I got the map, image, and diary layers into an ArcGIS project (in C:\civilwar), but I'm not sure where to go next.

26 January
Thanks to Skip's connivance, a protoprototype is afloat for the Civil War project, at mapa.wlu.edu. Many flies in the ointment, but I did change its name (editing top.htm) and I understand the process of making an ArcIMS map service a bit better.

I collected a bunch of NPS GIS layers (shp files), now cached in H:/civilwar/. THe histroad.shp and monument.shp seem to be more or less at the coordinates of Chickamauga.

Got nightworld.zip from http://gis.ednet.ns.ca/nightworld/nightworld.htm (h:/global/nightworld.apr) --pretty remarkable Nova Scotia schools GIS stuff at http://gis.ednet.ns.ca/gis_tutorials.htm

I used http://fisher.lib.virginia.edu/census/ to generate data for %slave for NC and SC counties, but ran afoul of the CAPS NotCaps convention when I tried to join the tables to build a map... been here before...

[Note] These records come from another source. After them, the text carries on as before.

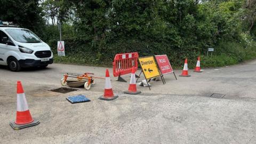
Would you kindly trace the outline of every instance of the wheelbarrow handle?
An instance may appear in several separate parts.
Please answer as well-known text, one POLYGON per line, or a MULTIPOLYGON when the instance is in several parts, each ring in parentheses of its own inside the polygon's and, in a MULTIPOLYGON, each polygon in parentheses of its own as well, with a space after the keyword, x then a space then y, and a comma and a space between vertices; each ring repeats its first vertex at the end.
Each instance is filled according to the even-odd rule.
POLYGON ((93 73, 84 73, 84 74, 85 74, 85 75, 86 75, 86 74, 94 75, 94 74, 93 74, 93 73))

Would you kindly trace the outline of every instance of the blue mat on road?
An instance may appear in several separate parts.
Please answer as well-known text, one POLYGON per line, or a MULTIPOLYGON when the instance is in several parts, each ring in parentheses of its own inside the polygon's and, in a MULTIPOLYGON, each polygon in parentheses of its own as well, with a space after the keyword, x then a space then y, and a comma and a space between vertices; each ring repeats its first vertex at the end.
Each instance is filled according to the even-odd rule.
POLYGON ((85 97, 84 95, 79 94, 78 95, 68 97, 66 98, 71 103, 78 103, 78 102, 84 102, 90 101, 88 98, 85 97))

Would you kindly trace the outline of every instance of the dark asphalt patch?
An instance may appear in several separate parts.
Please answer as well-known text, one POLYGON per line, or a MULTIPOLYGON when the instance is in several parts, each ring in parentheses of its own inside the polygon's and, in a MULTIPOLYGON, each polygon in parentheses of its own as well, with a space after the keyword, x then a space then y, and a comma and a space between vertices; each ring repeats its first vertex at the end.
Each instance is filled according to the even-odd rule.
POLYGON ((213 93, 210 97, 215 98, 223 98, 226 94, 220 94, 220 93, 213 93))
POLYGON ((50 91, 55 92, 59 92, 62 93, 66 93, 73 91, 77 91, 77 89, 72 89, 72 88, 68 88, 68 87, 60 87, 56 89, 51 90, 50 91))

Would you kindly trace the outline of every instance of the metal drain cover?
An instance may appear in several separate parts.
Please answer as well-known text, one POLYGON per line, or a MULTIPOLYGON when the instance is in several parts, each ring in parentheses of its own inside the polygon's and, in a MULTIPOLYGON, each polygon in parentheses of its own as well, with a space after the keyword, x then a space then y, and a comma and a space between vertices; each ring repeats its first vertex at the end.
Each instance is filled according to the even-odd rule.
POLYGON ((220 93, 213 93, 210 97, 215 98, 222 98, 225 96, 226 94, 220 94, 220 93))

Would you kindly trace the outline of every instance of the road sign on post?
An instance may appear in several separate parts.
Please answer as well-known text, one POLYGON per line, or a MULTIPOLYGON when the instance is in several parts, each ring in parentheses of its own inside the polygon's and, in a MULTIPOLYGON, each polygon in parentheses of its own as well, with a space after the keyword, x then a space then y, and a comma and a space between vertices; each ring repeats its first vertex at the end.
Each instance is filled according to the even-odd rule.
POLYGON ((161 78, 162 78, 163 82, 165 83, 165 81, 163 75, 165 75, 169 73, 173 73, 174 75, 175 78, 177 80, 176 75, 175 75, 174 71, 172 69, 172 66, 170 63, 168 57, 166 55, 155 55, 156 58, 156 62, 157 62, 157 66, 158 66, 160 72, 161 73, 161 78))
POLYGON ((208 48, 208 51, 209 51, 209 52, 213 52, 214 51, 214 48, 208 48))
POLYGON ((64 41, 58 41, 58 55, 65 56, 64 41))
MULTIPOLYGON (((153 56, 139 58, 139 61, 141 67, 141 71, 144 74, 147 83, 148 83, 148 79, 160 76, 158 68, 153 56)), ((150 90, 148 83, 147 84, 149 90, 150 90)))

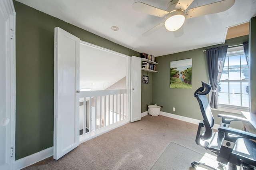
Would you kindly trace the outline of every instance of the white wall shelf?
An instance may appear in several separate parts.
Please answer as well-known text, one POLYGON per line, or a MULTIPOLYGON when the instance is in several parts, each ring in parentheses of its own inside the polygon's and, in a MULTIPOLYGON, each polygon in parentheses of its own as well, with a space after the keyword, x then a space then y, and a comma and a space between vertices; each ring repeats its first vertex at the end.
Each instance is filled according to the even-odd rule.
POLYGON ((151 73, 157 73, 157 71, 154 71, 154 70, 150 70, 149 69, 144 69, 144 68, 142 68, 141 70, 142 71, 148 71, 148 72, 150 72, 151 73))
POLYGON ((147 61, 148 63, 150 63, 151 64, 158 64, 157 63, 156 63, 156 62, 155 62, 154 61, 151 61, 151 60, 150 60, 149 59, 147 59, 145 58, 142 58, 141 61, 147 61))

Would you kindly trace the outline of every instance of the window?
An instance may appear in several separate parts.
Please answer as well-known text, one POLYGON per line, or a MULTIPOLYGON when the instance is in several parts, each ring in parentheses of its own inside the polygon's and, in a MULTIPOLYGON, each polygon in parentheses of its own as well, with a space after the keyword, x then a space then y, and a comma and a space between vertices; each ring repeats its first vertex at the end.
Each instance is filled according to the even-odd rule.
POLYGON ((242 46, 228 49, 218 87, 218 105, 248 110, 249 69, 242 46))

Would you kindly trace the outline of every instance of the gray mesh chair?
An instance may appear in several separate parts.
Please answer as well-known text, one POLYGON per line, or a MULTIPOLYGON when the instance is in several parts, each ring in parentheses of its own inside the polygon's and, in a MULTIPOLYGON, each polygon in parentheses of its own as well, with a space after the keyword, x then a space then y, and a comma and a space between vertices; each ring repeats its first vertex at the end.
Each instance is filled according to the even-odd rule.
MULTIPOLYGON (((240 117, 219 115, 218 116, 222 118, 222 121, 218 128, 218 131, 213 132, 212 128, 214 119, 208 99, 205 96, 210 91, 211 87, 206 83, 202 81, 202 87, 194 93, 204 119, 199 123, 196 142, 215 154, 220 166, 223 166, 222 164, 228 164, 228 169, 230 170, 236 170, 237 166, 242 167, 243 170, 256 170, 256 143, 250 140, 256 140, 256 135, 228 128, 232 121, 246 123, 249 123, 249 121, 240 117)), ((191 163, 191 165, 194 168, 199 166, 216 170, 204 163, 196 161, 191 163)))

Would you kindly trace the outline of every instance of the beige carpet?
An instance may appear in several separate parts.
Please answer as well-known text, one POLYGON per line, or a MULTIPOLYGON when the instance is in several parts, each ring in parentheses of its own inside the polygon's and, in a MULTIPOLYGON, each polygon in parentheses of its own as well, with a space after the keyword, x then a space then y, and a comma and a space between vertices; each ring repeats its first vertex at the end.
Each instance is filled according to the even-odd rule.
POLYGON ((190 160, 196 160, 198 158, 196 155, 207 154, 208 157, 215 159, 210 152, 196 144, 197 127, 162 116, 147 115, 141 121, 128 123, 80 144, 58 160, 51 157, 24 169, 182 170, 171 166, 166 169, 157 162, 165 150, 172 152, 171 150, 166 150, 170 149, 172 142, 185 148, 185 152, 189 151, 186 158, 190 159, 177 157, 178 152, 174 151, 173 158, 178 158, 175 162, 170 162, 171 165, 186 163, 184 169, 188 169, 190 160))

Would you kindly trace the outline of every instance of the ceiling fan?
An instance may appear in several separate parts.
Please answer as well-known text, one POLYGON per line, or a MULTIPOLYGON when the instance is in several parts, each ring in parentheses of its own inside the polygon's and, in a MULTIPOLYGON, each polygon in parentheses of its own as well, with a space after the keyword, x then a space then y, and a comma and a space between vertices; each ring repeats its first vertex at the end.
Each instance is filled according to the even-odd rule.
POLYGON ((138 2, 132 5, 135 10, 159 17, 164 17, 164 21, 142 34, 147 36, 165 26, 170 31, 178 30, 185 19, 225 11, 234 5, 235 0, 224 0, 189 9, 194 0, 172 0, 169 2, 166 10, 138 2))

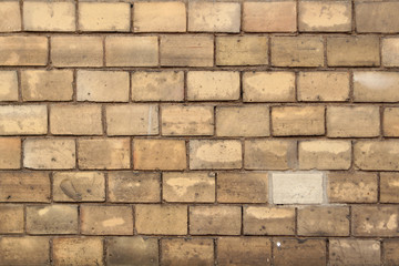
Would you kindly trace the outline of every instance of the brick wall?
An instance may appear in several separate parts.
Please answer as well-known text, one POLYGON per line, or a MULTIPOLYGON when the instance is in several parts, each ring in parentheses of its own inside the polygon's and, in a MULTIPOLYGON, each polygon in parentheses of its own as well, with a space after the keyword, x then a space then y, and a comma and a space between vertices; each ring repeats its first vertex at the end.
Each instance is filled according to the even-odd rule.
POLYGON ((399 265, 398 14, 1 1, 0 265, 399 265))

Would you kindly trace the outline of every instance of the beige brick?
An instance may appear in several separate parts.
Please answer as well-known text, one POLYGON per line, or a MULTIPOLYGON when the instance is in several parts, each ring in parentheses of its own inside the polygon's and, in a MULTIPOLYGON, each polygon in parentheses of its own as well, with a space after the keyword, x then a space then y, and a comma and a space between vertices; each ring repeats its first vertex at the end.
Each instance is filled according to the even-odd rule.
POLYGON ((243 74, 244 102, 295 101, 294 72, 245 72, 243 74))
POLYGON ((51 105, 50 132, 54 135, 101 135, 101 106, 51 105))
POLYGON ((380 64, 379 50, 375 35, 327 38, 329 66, 376 66, 380 64))
POLYGON ((73 1, 23 3, 23 29, 27 31, 74 31, 73 1))
POLYGON ((238 99, 238 72, 191 71, 187 73, 187 100, 228 101, 238 99))
POLYGON ((361 170, 398 171, 398 141, 359 141, 354 144, 355 166, 361 170))
POLYGON ((324 106, 276 106, 272 109, 273 135, 325 134, 324 106))
POLYGON ((127 102, 129 73, 124 71, 78 71, 78 101, 127 102))
POLYGON ((228 140, 190 141, 190 168, 241 168, 242 143, 228 140))
POLYGON ((217 202, 266 203, 268 198, 267 173, 217 174, 217 202))
POLYGON ((158 173, 113 172, 108 176, 110 202, 161 202, 158 173))
POLYGON ((141 236, 108 238, 106 265, 158 266, 157 239, 141 236))
POLYGON ((131 206, 81 205, 83 235, 133 235, 131 206))
POLYGON ((323 39, 320 37, 274 37, 272 38, 272 64, 275 66, 323 66, 323 39))
POLYGON ((48 173, 0 173, 0 202, 50 202, 50 190, 48 173))
MULTIPOLYGON (((23 233, 23 206, 22 205, 0 205, 0 233, 1 234, 22 234, 23 233)), ((1 256, 0 256, 1 257, 1 256)))
POLYGON ((268 64, 268 38, 262 35, 216 37, 217 65, 268 64))
POLYGON ((161 65, 213 66, 214 64, 212 35, 163 35, 160 50, 161 65))
POLYGON ((51 62, 55 66, 102 66, 103 43, 95 35, 51 38, 51 62))
POLYGON ((21 140, 19 137, 0 137, 0 170, 17 170, 20 167, 21 140))
POLYGON ((134 140, 133 165, 136 170, 186 168, 185 142, 180 140, 134 140))
POLYGON ((374 173, 329 173, 327 180, 330 203, 376 203, 378 180, 374 173))
POLYGON ((288 170, 295 165, 295 141, 245 141, 244 167, 247 170, 288 170))
POLYGON ((269 109, 264 105, 216 108, 216 135, 268 136, 269 109))
POLYGON ((242 208, 239 206, 190 207, 191 235, 239 235, 242 208))
POLYGON ((184 73, 182 71, 133 72, 132 100, 183 101, 184 73))
POLYGON ((108 135, 158 134, 158 106, 154 104, 123 104, 106 106, 108 135))
POLYGON ((215 202, 215 173, 163 173, 165 202, 215 202))
POLYGON ((299 72, 298 100, 304 102, 341 102, 349 100, 348 72, 299 72))
POLYGON ((136 205, 135 228, 139 234, 186 235, 187 207, 184 205, 136 205))
POLYGON ((79 2, 79 30, 130 31, 127 2, 79 2))
POLYGON ((49 238, 42 236, 1 237, 0 257, 3 265, 50 265, 49 238))
POLYGON ((245 235, 294 235, 294 207, 244 207, 245 235))
POLYGON ((83 170, 130 168, 131 142, 122 139, 78 140, 78 164, 83 170))
POLYGON ((238 2, 188 2, 188 31, 239 32, 238 2))
POLYGON ((47 65, 48 38, 39 35, 0 37, 0 65, 47 65))
POLYGON ((76 205, 27 206, 27 233, 78 234, 76 205))
POLYGON ((184 2, 135 2, 134 32, 184 32, 186 9, 184 2))
POLYGON ((367 137, 380 133, 379 106, 328 106, 327 136, 367 137))
POLYGON ((162 265, 214 265, 214 243, 211 238, 173 238, 161 241, 162 265))
POLYGON ((157 37, 106 37, 105 64, 106 66, 157 65, 157 37))
POLYGON ((348 1, 300 1, 299 31, 350 31, 351 3, 348 1))
POLYGON ((52 242, 57 266, 103 266, 103 242, 99 237, 58 237, 52 242))
POLYGON ((98 172, 53 173, 54 202, 104 202, 105 177, 98 172))
POLYGON ((294 32, 296 2, 244 2, 243 30, 248 32, 294 32))

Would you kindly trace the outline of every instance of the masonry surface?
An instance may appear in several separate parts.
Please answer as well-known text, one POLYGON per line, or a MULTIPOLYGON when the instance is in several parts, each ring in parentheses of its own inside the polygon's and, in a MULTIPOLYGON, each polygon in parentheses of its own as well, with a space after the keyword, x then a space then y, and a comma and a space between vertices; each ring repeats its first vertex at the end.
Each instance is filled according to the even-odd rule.
POLYGON ((398 266, 398 14, 1 1, 0 266, 398 266))

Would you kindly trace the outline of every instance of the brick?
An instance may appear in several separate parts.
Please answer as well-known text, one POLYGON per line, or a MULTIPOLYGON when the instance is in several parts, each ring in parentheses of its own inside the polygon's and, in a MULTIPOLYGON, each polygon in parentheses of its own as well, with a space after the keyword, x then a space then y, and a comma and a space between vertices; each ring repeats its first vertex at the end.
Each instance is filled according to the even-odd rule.
POLYGON ((163 173, 162 181, 165 202, 215 202, 214 173, 163 173))
POLYGON ((136 205, 135 228, 144 235, 186 235, 187 206, 136 205))
POLYGON ((101 37, 57 35, 51 38, 51 62, 54 66, 102 66, 101 37))
POLYGON ((398 32, 398 2, 364 2, 357 3, 355 7, 356 30, 358 32, 398 32))
POLYGON ((184 32, 186 9, 184 2, 135 2, 134 32, 184 32))
POLYGON ((114 172, 108 176, 110 202, 161 202, 158 173, 114 172))
POLYGON ((294 32, 297 30, 295 1, 244 2, 243 9, 244 31, 294 32))
POLYGON ((79 30, 130 31, 127 2, 79 2, 79 30))
POLYGON ((0 238, 0 257, 3 265, 50 265, 49 250, 48 237, 3 236, 0 238))
POLYGON ((266 203, 268 198, 267 173, 217 174, 217 202, 266 203))
POLYGON ((105 64, 106 66, 157 65, 157 37, 106 37, 105 64))
POLYGON ((127 102, 129 73, 122 71, 78 71, 76 100, 127 102))
POLYGON ((0 65, 47 65, 48 38, 39 35, 0 37, 0 65))
POLYGON ((272 64, 275 66, 323 66, 324 44, 320 37, 272 38, 272 64))
POLYGON ((326 124, 329 137, 378 136, 379 106, 328 106, 326 124))
POLYGON ((163 105, 162 135, 213 135, 214 106, 163 105))
POLYGON ((50 202, 48 173, 2 172, 0 177, 0 202, 50 202))
POLYGON ((399 170, 399 142, 359 141, 354 144, 355 166, 361 170, 399 170))
POLYGON ((21 167, 21 140, 19 137, 0 137, 0 168, 17 170, 21 167))
POLYGON ((294 102, 295 73, 244 72, 244 102, 294 102))
POLYGON ((50 132, 54 135, 102 135, 101 106, 51 105, 50 132))
POLYGON ((22 234, 23 233, 23 223, 24 223, 23 216, 24 215, 23 215, 23 206, 22 205, 1 204, 0 205, 0 233, 1 234, 22 234))
POLYGON ((99 237, 58 237, 52 242, 57 266, 103 266, 103 242, 99 237))
POLYGON ((296 165, 296 142, 287 140, 245 141, 246 170, 289 170, 296 165))
POLYGON ((245 235, 294 235, 294 207, 244 207, 245 235))
POLYGON ((154 104, 123 104, 106 106, 108 135, 158 134, 158 106, 154 104))
POLYGON ((163 35, 160 51, 161 65, 213 66, 214 64, 212 35, 163 35))
POLYGON ((17 1, 6 1, 0 7, 0 31, 13 32, 21 30, 20 3, 17 1))
POLYGON ((188 2, 188 31, 239 32, 238 2, 188 2))
POLYGON ((348 72, 299 72, 298 101, 341 102, 349 100, 348 72))
POLYGON ((328 66, 376 66, 380 64, 379 50, 378 37, 329 37, 328 66))
POLYGON ((129 137, 78 141, 78 165, 83 170, 130 168, 129 137))
POLYGON ((0 79, 0 101, 18 101, 17 71, 1 71, 0 79))
POLYGON ((78 234, 78 206, 64 204, 27 206, 27 233, 78 234))
POLYGON ((325 202, 323 173, 273 173, 274 204, 321 204, 325 202))
POLYGON ((380 243, 372 239, 330 239, 331 265, 380 265, 380 243))
POLYGON ((158 265, 158 243, 156 238, 133 236, 106 239, 106 265, 158 265))
POLYGON ((216 65, 268 64, 267 50, 267 37, 216 37, 216 65))
POLYGON ((228 140, 190 141, 190 168, 241 168, 242 143, 228 140))
POLYGON ((217 136, 268 136, 269 109, 264 105, 216 108, 217 136))
POLYGON ((28 139, 23 142, 23 166, 34 170, 75 167, 75 141, 71 139, 28 139))
POLYGON ((399 102, 399 73, 354 72, 355 102, 399 102))
POLYGON ((185 142, 180 140, 134 140, 133 165, 136 170, 186 168, 185 142))
POLYGON ((72 70, 21 71, 23 101, 71 101, 73 95, 72 70))
POLYGON ((131 206, 81 206, 83 235, 133 235, 131 206))
POLYGON ((299 2, 299 31, 350 31, 351 3, 350 2, 299 2))
POLYGON ((239 206, 190 207, 191 235, 239 235, 242 208, 239 206))
POLYGON ((53 173, 54 202, 104 202, 105 177, 98 172, 53 173))
POLYGON ((374 173, 329 173, 327 181, 330 203, 376 203, 378 180, 374 173))
POLYGON ((161 241, 162 265, 214 265, 211 238, 173 238, 161 241))
POLYGON ((133 101, 183 101, 183 71, 160 71, 132 73, 133 101))
POLYGON ((219 237, 217 239, 218 265, 269 266, 272 243, 264 237, 219 237))
POLYGON ((272 109, 273 135, 325 134, 324 106, 275 106, 272 109))

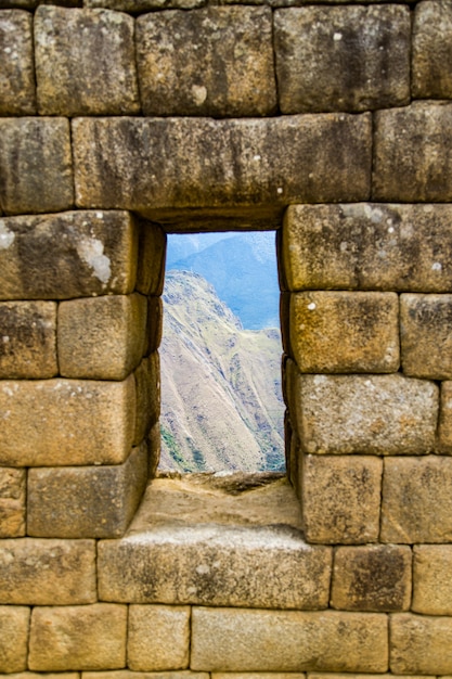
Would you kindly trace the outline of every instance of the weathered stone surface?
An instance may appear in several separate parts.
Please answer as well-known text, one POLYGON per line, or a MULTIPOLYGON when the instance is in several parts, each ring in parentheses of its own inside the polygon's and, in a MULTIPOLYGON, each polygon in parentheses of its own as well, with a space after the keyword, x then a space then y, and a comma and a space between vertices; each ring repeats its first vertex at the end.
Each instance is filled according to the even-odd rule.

/civilwar/ringgold.ppt grabbed from http://www.civilwar.gatech.edu/ as an example (34.9 -85.2 evidently)

The Battle of Ringgold Gap by Larry Worthy

Report filed by First Lieut. Richard Goldthwaite, Ringgold Gap Battle and Commander's Report: Ringgold Gap HEADQUARTERS 149TH NEW YORK VOLUNTEERS, and BATTLE REPORT OF RINGGOLD GAP, GEORGIA November 27, 1863 BY CAPT. JONATHAN R. KENNARD, CO. A, 10TH TEXAS INFANTRY

see also

Battles for Chattanooga

Civil War Battle Summaries by State (NPS)

28 January
Looking for Gazetteers:

1990 US Census gives highly detailed (like 5 decimal places) DD locations but doesn't have 'Missionary Ridge/\'
USGS is in DMS, but has things like 'Missionary Ridge'
Getty Thesaurus of Geographic Names has both DD and DMS, and has 'Missionary Ridge'

I seem to have Ben Hicks and Jit Shrestha lined up for the RE Lee project!